Sr Data Architect

HoonarTek
Pune, Maharashtra

Apply Now

Job details

Full-time

Qualifications

CI/CD
Data modelling
Business intelligence
D3.js
Spark
Git
Google Cloud Platform
Research
Ab Initio
SQL
AWS
Machine learning
Terraform
Continuous integration
Unity
GitHub
Agile
Apache
Kafka
Metadata
AI
High availability
Identity & access management
Design patterns

Full job description

Pune

About Us

We empower enterprises globally through intelligent, creative, and insightful services for data integration, data analytics and data visualization.

Hoonartek is a leader in enterprise transformation, data engineering and an acknowledged world-class Ab Initio delivery partner.

Using centuries of cumulative experience, research and leadership, we help our clients eliminate the complexities & risk of legacy modernization and safely deliver big data hubs, operational data integration, business intelligence, risk & compliance solutions and traditional data warehouses & marts.

At Hoonartek, we work to ensure that our customers, partners and employees all benefit from our unstinting commitment to delivery, quality and value.

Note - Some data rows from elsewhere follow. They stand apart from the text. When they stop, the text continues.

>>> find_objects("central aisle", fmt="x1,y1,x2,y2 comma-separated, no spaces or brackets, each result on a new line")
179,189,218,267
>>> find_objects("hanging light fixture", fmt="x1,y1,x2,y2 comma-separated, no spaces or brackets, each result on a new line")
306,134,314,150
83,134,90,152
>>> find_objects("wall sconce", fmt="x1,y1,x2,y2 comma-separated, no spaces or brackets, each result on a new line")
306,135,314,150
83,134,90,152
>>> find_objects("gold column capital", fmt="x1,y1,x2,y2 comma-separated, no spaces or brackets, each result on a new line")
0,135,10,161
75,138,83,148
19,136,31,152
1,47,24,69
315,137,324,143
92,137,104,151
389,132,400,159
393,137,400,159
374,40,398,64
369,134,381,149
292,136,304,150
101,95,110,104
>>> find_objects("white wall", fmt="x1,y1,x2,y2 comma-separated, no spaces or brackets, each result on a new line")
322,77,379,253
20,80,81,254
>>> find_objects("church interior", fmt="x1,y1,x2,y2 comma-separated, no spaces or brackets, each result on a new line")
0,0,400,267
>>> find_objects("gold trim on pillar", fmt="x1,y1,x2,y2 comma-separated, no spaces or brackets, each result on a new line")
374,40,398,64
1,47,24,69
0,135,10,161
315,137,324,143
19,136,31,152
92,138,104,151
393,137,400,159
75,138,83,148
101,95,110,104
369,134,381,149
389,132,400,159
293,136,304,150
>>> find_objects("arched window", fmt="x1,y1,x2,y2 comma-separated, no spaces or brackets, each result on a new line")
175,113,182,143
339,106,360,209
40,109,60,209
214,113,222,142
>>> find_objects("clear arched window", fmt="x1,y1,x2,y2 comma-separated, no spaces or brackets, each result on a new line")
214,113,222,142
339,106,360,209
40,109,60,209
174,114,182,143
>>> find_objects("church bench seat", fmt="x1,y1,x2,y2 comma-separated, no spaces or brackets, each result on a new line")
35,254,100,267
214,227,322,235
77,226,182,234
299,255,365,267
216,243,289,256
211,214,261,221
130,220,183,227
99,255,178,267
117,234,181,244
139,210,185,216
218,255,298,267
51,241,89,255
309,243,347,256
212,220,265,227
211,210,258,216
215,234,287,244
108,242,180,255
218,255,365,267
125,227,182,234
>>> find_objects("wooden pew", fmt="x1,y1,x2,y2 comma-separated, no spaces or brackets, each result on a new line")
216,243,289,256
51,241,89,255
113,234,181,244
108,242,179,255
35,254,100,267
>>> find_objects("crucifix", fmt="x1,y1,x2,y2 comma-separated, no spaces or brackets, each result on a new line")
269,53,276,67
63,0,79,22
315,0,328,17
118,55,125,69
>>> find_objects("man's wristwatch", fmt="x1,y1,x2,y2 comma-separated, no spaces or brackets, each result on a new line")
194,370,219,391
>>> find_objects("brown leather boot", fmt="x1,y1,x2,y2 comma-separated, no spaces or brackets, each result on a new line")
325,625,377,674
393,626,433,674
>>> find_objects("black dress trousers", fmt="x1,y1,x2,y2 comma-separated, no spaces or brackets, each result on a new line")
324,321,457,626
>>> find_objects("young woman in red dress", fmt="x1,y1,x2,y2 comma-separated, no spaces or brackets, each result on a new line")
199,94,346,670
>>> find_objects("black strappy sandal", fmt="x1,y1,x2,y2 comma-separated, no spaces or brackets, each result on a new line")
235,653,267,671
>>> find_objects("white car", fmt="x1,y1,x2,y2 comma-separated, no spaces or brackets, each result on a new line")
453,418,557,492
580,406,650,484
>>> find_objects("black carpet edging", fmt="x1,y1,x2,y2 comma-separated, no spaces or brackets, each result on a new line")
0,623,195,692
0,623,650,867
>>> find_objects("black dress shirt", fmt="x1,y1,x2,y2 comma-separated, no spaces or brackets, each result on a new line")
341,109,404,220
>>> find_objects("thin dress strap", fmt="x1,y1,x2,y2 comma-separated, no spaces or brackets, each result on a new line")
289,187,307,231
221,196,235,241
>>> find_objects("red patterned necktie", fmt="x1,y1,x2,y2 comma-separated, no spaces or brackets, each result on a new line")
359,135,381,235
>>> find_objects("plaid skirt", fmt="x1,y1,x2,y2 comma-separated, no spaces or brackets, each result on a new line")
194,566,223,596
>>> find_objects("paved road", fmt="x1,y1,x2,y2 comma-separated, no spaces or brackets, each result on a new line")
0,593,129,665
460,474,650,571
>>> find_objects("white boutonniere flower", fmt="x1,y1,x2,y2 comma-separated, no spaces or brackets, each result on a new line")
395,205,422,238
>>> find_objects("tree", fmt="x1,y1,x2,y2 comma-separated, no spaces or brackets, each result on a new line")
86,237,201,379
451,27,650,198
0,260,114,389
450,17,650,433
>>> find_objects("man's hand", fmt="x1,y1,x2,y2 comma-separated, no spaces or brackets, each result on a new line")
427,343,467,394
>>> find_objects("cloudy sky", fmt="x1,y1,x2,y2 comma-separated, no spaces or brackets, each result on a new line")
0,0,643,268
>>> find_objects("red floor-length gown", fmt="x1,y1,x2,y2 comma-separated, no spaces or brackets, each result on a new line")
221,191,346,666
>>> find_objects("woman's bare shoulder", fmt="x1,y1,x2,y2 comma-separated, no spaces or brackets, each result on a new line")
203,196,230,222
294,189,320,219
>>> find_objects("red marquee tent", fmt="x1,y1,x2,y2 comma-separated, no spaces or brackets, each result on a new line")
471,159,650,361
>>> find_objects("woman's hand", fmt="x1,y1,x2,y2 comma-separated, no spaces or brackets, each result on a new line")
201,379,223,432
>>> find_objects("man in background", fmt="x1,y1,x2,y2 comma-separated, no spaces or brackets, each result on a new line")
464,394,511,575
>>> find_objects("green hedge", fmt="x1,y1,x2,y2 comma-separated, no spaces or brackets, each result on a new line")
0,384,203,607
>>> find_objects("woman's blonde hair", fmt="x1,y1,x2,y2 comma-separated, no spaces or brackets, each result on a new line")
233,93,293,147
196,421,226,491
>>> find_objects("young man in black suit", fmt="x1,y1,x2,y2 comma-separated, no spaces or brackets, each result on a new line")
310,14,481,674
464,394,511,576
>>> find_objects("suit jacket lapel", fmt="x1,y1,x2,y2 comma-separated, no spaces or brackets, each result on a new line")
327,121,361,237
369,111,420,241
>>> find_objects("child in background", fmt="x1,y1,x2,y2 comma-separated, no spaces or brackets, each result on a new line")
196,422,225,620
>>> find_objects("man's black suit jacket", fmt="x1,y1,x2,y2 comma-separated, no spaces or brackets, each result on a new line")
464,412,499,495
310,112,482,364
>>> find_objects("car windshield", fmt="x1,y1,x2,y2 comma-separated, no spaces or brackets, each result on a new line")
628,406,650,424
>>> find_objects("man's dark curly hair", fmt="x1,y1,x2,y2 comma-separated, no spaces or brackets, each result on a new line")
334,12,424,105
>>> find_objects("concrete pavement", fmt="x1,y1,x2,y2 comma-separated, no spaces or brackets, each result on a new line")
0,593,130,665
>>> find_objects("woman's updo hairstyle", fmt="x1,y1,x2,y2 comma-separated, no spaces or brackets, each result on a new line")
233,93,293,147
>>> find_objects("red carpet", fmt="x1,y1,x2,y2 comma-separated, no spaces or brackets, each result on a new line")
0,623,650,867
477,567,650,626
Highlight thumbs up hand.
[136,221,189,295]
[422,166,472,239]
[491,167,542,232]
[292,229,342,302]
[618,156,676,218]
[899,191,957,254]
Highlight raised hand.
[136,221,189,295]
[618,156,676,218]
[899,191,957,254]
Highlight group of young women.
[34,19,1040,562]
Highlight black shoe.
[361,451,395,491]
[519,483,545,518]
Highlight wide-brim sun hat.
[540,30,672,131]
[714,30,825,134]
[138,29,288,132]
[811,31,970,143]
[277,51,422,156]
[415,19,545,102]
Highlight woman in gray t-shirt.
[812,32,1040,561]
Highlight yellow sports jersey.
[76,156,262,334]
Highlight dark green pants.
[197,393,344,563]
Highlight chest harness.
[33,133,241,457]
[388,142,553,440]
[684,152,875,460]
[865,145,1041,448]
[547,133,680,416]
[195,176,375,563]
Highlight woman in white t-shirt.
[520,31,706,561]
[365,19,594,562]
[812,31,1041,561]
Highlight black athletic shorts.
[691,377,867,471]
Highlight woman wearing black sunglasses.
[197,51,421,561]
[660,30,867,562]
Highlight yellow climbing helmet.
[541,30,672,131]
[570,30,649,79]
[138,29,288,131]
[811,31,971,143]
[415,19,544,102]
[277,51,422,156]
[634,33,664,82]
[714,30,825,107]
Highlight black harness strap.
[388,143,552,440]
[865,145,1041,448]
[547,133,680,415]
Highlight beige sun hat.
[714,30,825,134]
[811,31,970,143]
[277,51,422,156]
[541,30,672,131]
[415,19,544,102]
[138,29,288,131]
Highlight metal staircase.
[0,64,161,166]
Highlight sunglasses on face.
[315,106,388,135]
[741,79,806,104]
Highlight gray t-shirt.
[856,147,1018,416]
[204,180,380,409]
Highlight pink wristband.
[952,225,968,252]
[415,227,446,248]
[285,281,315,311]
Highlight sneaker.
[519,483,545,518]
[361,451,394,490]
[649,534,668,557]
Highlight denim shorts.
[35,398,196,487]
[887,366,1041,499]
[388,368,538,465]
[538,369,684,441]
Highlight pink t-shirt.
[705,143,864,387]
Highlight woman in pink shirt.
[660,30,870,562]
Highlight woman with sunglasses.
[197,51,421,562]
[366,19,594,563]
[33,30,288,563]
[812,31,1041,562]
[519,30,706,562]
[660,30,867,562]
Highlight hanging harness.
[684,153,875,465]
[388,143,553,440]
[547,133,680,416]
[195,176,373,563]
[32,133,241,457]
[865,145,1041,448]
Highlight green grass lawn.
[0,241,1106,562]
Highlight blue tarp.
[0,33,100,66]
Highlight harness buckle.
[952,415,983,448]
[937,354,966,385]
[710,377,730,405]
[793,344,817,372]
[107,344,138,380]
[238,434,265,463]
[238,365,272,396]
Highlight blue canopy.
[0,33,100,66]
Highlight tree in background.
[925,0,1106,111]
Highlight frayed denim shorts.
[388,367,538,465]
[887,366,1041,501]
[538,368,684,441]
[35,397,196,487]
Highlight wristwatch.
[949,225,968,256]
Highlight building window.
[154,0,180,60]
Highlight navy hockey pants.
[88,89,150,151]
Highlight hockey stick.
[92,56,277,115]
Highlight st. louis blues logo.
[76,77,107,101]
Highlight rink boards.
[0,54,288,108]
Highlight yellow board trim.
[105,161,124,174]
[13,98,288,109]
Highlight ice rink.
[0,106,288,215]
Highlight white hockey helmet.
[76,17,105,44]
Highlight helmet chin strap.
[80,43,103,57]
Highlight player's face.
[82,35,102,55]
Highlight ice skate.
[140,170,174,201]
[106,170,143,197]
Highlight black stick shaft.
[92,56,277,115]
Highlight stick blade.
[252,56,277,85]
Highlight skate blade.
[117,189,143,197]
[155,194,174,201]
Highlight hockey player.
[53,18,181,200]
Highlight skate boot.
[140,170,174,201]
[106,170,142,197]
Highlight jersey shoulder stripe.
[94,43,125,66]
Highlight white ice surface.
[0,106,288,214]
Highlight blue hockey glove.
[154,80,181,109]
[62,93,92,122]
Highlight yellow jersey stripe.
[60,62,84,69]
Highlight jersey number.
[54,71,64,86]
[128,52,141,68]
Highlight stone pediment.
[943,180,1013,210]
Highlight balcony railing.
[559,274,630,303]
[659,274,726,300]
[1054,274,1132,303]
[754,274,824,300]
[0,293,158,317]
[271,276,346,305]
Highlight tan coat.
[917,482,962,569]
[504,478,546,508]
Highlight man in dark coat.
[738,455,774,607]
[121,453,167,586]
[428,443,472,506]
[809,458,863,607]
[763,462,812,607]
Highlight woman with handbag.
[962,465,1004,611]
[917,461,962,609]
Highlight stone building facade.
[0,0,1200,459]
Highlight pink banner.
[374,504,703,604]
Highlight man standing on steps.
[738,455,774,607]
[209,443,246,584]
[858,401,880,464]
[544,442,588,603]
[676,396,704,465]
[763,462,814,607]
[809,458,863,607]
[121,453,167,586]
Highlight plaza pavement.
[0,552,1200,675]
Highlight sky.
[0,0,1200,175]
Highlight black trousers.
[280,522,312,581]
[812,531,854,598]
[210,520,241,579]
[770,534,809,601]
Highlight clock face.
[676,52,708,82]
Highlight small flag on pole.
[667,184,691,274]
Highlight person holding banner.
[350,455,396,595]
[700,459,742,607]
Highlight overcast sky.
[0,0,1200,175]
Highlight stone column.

Hoonartek is increasingly the choice for customers seeking a trusted partner of vision, value and integrity

How We Work?

Define, Design and Deliver (D3) is our in-house delivery philosophy. It’s culled from agile and rapid methodologies and focused on ‘just enough design’. We embrace this philosophy in everything we do, leading to numerous client success stories and indeed to our own success.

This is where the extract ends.